The configuration of the plot pair are made by listing the LAS ID of the variables as shown below in the <variable_pairs> element.
<thumbnails> <variable_names>windSpeed_kts,platformCourse,waterDepth_f,airTemperature,windSpeed_m_s,relativeHumidity,windDirection,platformSpeed_m_s,platformSpeed_kts,waterDepth_m,salinity,seaTemperature,airPressure</variable_names> <variable_pairs>longitude-NOAAShipTrackWTEC,latitude-NOAAShipTrackWTEC time-NOAAShipTrackWTEC,windSpeed_kts-NOAAShipTrackWTEC time-NOAAShipTrackWTEC,platformCourse-NOAAShipTrackWTEC time-NOAAShipTrackWTEC,waterDepth_f-NOAAShipTrackWTEC time-NOAAShipTrackWTEC,airTemperature-NOAAShipTrackWTEC time-NOAAShipTrackWTEC,windSpeed_m_s-NOAAShipTrackWTEC time-NOAAShipTrackWTEC,relativeHumidity-NOAAShipTrackWTEC time-NOAAShipTrackWTEC,windDirection-NOAAShipTrackWTEC time-NOAAShipTrackWTEC,platformSpeed_m_s-NOAAShipTrackWTEC time-NOAAShipTrackWTEC,platformSpeed_kts-NOAAShipTrackWTEC time-NOAAShipTrackWTEC,waterDepth_m-NOAAShipTrackWTEC time-NOAAShipTrackWTEC,salinity-NOAAShipTrackWTEC time-NOAAShipTrackWTEC,seaTemperature-NOAAShipTrackWTEC time-NOAAShipTrackWTEC,airPressure-NOAAShipTrackWTEC</variable_pairs> <metadata>ship_call_sign</metadata> </thumbnails>
At the top of the thumbnail page LAS will list some metadata to let the user know more about the feature being plotted. You can control which variables values are display at the top of the page by listing the ERDDAP variable names of the variables you want to include in the <metadata> element. In this case, the only metadata shown will be the trajectory ID, ship_call_sign which is added by default by addDiscrete.sh. An installer might want to add information like the principal investigator and the platform name to the list.

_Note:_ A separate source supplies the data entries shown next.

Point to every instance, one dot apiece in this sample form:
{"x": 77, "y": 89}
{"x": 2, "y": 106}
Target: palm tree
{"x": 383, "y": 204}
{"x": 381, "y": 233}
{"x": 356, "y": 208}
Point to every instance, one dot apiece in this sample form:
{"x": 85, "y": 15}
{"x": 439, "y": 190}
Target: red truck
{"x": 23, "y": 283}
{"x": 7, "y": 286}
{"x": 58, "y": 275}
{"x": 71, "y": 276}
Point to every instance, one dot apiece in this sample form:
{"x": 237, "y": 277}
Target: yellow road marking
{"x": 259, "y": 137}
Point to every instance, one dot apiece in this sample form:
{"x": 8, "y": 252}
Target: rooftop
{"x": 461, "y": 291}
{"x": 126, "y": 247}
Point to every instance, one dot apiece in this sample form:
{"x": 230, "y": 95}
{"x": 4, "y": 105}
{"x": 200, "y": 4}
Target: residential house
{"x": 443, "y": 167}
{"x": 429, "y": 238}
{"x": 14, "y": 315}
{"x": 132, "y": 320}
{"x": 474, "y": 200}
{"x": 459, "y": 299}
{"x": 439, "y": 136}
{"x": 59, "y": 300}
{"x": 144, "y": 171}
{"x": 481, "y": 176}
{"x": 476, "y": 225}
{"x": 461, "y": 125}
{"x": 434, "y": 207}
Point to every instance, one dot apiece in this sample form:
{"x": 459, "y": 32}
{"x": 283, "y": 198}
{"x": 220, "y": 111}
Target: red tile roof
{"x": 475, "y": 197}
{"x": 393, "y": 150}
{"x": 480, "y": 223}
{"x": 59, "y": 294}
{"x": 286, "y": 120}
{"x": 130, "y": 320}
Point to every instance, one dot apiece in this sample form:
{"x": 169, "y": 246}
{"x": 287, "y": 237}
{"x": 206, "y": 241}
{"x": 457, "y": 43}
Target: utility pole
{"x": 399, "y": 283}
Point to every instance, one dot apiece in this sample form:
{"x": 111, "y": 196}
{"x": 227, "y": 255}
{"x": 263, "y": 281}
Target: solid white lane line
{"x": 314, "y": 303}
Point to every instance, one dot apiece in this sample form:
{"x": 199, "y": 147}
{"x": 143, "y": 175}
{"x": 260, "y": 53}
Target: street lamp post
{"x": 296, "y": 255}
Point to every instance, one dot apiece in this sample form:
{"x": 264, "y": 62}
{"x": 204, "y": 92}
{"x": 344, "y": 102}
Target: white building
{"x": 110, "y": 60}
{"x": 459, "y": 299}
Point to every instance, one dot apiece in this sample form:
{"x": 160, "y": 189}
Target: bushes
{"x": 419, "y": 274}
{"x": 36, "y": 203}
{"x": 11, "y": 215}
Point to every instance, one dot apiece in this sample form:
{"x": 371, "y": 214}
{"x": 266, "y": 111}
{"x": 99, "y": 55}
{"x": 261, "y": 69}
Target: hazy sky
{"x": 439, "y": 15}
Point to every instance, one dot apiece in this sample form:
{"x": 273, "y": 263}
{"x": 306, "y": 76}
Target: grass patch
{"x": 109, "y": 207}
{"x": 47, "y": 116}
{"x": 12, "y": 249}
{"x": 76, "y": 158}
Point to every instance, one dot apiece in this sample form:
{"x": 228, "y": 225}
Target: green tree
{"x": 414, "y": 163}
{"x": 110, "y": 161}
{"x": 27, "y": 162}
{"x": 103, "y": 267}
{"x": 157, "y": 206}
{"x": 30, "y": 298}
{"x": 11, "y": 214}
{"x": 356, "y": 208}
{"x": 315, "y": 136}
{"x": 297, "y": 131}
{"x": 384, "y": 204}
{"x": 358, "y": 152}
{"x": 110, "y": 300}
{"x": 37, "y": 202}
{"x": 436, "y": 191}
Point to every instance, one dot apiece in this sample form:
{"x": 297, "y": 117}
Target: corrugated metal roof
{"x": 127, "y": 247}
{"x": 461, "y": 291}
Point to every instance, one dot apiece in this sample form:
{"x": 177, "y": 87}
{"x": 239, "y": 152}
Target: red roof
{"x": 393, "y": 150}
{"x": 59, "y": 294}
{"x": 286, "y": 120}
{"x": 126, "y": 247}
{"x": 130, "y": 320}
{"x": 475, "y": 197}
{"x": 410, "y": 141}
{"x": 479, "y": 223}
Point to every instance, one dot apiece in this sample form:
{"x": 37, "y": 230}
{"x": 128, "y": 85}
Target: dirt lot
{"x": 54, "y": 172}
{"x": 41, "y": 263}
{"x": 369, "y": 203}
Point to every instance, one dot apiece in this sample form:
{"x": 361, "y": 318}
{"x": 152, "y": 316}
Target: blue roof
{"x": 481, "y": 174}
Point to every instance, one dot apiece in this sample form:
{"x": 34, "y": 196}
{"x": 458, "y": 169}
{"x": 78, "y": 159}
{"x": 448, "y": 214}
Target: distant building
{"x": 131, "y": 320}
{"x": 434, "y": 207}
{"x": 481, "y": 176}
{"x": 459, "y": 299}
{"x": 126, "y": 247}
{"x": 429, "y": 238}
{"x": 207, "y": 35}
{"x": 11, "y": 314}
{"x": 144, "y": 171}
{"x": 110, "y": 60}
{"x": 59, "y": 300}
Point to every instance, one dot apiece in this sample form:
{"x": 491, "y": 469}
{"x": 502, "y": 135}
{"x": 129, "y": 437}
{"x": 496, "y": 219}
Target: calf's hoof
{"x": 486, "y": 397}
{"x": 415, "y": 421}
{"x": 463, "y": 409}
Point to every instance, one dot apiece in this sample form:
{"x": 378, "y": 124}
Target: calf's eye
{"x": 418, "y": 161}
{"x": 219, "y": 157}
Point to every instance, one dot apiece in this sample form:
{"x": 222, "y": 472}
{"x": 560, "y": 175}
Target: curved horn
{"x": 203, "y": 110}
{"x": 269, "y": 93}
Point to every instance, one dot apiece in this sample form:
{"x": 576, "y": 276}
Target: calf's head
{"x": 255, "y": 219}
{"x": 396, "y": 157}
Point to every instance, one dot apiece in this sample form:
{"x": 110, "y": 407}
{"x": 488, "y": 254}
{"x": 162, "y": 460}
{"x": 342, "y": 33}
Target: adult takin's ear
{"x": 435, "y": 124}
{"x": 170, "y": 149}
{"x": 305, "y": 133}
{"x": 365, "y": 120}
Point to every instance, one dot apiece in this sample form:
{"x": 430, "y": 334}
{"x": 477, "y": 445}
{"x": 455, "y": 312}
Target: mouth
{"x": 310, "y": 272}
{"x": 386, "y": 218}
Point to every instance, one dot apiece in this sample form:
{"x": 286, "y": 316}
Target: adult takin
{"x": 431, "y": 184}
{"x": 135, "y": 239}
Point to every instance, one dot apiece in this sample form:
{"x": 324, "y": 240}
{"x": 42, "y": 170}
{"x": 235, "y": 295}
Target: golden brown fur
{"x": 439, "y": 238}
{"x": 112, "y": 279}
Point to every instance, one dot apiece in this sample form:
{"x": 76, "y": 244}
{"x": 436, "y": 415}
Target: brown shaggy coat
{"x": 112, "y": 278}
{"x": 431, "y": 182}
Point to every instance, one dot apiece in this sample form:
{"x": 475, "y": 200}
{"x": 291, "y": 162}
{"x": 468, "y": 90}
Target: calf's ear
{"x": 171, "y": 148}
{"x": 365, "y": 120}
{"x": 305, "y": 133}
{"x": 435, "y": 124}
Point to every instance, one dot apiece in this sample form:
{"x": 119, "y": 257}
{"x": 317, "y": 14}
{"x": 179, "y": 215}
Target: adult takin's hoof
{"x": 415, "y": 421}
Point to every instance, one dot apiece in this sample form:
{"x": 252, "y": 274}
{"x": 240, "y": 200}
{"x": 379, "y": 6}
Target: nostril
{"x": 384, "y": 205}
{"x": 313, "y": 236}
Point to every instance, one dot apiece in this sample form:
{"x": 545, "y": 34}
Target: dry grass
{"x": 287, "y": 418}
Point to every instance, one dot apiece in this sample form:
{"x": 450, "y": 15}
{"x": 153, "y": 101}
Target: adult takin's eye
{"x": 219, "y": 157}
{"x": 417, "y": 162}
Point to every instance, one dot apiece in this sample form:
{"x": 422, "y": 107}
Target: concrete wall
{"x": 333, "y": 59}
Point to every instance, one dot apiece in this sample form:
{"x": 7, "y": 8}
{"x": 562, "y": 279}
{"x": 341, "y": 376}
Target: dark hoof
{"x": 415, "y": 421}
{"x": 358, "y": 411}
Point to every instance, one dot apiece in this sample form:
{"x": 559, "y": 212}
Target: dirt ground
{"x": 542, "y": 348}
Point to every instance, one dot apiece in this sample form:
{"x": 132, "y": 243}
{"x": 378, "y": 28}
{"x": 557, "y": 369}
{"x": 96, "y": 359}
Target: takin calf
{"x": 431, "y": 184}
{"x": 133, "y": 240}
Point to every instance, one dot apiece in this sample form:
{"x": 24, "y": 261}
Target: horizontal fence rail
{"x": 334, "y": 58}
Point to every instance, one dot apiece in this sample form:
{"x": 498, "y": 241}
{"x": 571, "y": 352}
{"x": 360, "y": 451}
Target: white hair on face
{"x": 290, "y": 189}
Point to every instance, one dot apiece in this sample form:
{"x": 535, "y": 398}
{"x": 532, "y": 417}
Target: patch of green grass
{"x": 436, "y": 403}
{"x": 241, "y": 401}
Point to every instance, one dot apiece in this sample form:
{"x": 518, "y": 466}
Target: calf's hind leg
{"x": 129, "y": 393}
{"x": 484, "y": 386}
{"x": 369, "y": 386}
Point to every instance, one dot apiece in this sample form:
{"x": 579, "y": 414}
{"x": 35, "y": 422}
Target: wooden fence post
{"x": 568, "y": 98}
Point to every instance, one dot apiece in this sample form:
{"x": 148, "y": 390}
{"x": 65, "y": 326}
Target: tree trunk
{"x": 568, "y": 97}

Finally, to make the plots most efficiently, LAS will extract all the variables necessary to do all of the plots when it's making the first plot. In order to do that, all the variables LAS needs for the thumbnails must be listed in the <variable_names> element.
Configuration Hints
If you have to build or fix the configuration by hand on the tabledap data page for a data set there is a block of netCDF-like metadata for each variable at the bottom of the page which is helpful for building the configuration.